Design Requirements and ACAI Architecture
From this study, design requirements were derived, emphasizing the importance of multimodal inputs and interactive style selection to effectively express creative intent. ACAI was thus developed featuring structured interfaces composed of three main panels:
- Branding Asset Panel
- Audience Goals Panel
- Inspiration Board Panel
These panels allow users to specify color palettes, typography preferences, visual elements, and campaign objectives, which are then processed into a "super prompt" using a Multimodal LLM (MLLM). This structured prompt ensures alignment with user-defined goals.
Figure 2: ACAI Architecture \vspace{-15pt
Implementation Details
ACAI's architecture supports co-creation by synthesizing user inputs into multimodal prompts. The system processes these inputs through three layers: User Input Layer, Prompt Processing Layer, and Output Generation Layer. The system's core innovation lies in its interface, which combines textual and visual inputs, supporting novice users in effectively capturing and expressing their branding vision through structured steps.
By leveraging Gemini 1.5 Pro, ACAI offers interactive style selection, supports user agency, and facilitates iterative design processes, significantly reducing the friction associated with conventional text-based prompting.
Discussion
The ACAI tool demonstrates a shift from traditional text-based interactions to multimodal interfaces that cater specifically to novice users like SBOs. By structuring user inputs, ACAI enhances semantic alignment and engagement, thus addressing cognitive and usability barriers identified during interviews.
The system is poised to inform future developments in AI interface design by emphasizing inclusivity and task alignment, addressing common promptability challenges encountered by non-expert users.
Conclusion and Future Work
By foregrounding user-defined context, ACAI enhances alignment and promptability in creative workflows for SBOs.
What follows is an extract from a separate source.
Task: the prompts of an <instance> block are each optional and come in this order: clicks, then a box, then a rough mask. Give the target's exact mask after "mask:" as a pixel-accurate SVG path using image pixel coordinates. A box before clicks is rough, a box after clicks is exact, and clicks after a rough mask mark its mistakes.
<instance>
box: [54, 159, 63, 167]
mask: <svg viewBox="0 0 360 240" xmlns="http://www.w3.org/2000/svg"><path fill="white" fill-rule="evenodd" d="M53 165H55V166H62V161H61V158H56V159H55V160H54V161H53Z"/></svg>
The study and tool contribute to co-creative tooling within HCI, presenting an inclusive approach that may be adapted to other domains requiring contextual grounding. There remains potential for expanding ACAI's functionalities, exploring further adaptations, and ensuring broader applicability across diverse user backgrounds and challenges in brand-aligned creative tasks.
Overall, the paper delivers a structured approach to generative AI interactions, offering a strong foundation for enhancing novice user interfaces in generative design domains. Future research could focus on usability studies and interface optimizations for greater adaptability and efficiency.